C’est là l’un des intérêts de l’hypothèse de Moore : établir un lien entre un niveau individuel (une prédisposition au désengagement moral, qui ne se réduit cependant pas à un trait de caractère) et un niveau collectif ou organisationnel.
Alain Anquetil
(1) Dans la théorie de Bandura, les procédures d’atténuation descriptive ou d’« euphémisation » (euphemistic labeling) portent sur le mode de présentation des faits. Dans cet extrait, Bandura traite des activités transgressives commises par des managers alors qu’ils sont par ailleurs des managers moraux : « Les activités peuvent sembler nettement différentes selon la manière dont elles sont désignées. L’euphémisation descriptive est un moyen utile pour masquer des activités répréhensibles ou même leur conférer une forme de respectabilité. Grâce à un langage aseptisé et alambiqué, une conduite nuisible pour autrui est rendue bénéfique et ceux qui y participent sont soulagés du poids de leur responsabilité personnelle ». In A. Bandura, G.-V. Caprara et L. Zsolnai, « corporate transgressions through moral disengagement », Journal of Human Values, 2000, 1, p. 57-64.

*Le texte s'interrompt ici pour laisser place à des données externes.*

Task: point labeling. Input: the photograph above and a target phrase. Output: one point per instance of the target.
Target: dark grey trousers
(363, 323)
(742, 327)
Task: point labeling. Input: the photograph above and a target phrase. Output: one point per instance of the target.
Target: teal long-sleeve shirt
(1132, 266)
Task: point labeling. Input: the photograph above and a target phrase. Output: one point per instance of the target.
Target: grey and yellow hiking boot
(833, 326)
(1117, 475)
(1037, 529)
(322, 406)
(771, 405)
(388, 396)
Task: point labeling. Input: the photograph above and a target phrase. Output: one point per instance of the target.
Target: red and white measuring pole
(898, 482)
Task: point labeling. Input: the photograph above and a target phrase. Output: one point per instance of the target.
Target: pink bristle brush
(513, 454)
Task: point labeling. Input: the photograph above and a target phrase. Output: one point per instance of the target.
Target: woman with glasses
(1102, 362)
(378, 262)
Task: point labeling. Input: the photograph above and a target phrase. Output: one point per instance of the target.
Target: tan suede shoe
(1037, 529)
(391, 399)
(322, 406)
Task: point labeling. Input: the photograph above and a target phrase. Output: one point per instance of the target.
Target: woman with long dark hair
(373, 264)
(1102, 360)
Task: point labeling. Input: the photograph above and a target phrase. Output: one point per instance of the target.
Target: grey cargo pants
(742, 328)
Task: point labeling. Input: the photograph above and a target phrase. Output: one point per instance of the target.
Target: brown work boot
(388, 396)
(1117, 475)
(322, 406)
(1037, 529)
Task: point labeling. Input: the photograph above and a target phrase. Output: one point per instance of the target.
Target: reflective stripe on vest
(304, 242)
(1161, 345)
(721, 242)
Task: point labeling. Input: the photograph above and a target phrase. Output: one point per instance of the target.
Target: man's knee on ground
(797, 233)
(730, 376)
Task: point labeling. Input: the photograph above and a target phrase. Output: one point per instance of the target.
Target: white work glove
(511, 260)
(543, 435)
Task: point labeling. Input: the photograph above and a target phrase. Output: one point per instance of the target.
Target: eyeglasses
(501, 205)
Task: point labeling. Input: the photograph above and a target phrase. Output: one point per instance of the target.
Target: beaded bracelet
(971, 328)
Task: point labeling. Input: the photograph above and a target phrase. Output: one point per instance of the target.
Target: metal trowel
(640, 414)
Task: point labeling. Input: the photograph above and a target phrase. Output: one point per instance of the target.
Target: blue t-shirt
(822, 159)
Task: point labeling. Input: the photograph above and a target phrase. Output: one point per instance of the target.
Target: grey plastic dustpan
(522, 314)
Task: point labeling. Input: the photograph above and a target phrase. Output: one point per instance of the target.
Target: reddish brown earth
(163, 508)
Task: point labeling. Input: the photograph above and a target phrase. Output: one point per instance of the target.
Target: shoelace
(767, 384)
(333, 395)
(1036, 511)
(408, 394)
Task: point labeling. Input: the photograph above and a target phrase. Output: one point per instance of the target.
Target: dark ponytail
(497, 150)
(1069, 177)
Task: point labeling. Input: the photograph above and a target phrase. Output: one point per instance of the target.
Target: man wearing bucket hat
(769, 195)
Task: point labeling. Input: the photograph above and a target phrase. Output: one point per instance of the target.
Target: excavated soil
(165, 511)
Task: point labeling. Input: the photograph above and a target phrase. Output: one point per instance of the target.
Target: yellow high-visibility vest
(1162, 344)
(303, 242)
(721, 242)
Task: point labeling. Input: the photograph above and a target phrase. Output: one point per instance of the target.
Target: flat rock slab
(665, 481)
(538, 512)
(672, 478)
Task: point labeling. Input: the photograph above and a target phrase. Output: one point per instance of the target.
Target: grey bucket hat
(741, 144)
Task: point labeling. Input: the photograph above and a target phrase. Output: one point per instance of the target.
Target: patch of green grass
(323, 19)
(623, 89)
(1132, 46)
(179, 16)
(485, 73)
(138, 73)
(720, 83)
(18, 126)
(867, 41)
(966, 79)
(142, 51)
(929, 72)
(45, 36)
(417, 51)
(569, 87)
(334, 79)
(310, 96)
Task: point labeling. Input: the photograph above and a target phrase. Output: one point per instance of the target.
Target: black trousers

(2) Ces mécanismes sont : la justification morale (moral justification), l’utilisation de procédures d’euphémisation (euphemistic labeling), la comparaison avantageuse (advantageous comparison), le déplacement de responsabilité (displacement of responsibility), la diffusion de responsabilité (diffusion of responsibility), la distorsion des conséquences ou conséquences hors de portée de la conscience morale (disregarding or distorting the consequences), la déshumanisation (dehumanization) et la désensibilisation graduée (attribution of blame) (cf. Frédéric Dufoing, « Guerre, morale, propagande et psychologie sociale. Notes sur la possibilité et la légitimité des guerres »). Les trois premiers mécanismes consistent en une restructuration de la manière de se représenter l’acte mauvais, les deux suivants minimisent le rôle de l’auteur de l’acte immoral et les trois derniers portent sur les conséquences de l’acte.
(3) C. Moore, « Moral disengagement in processes of organizational corruption », Journal of Business Ethics, 80, 2008, p. 129-139.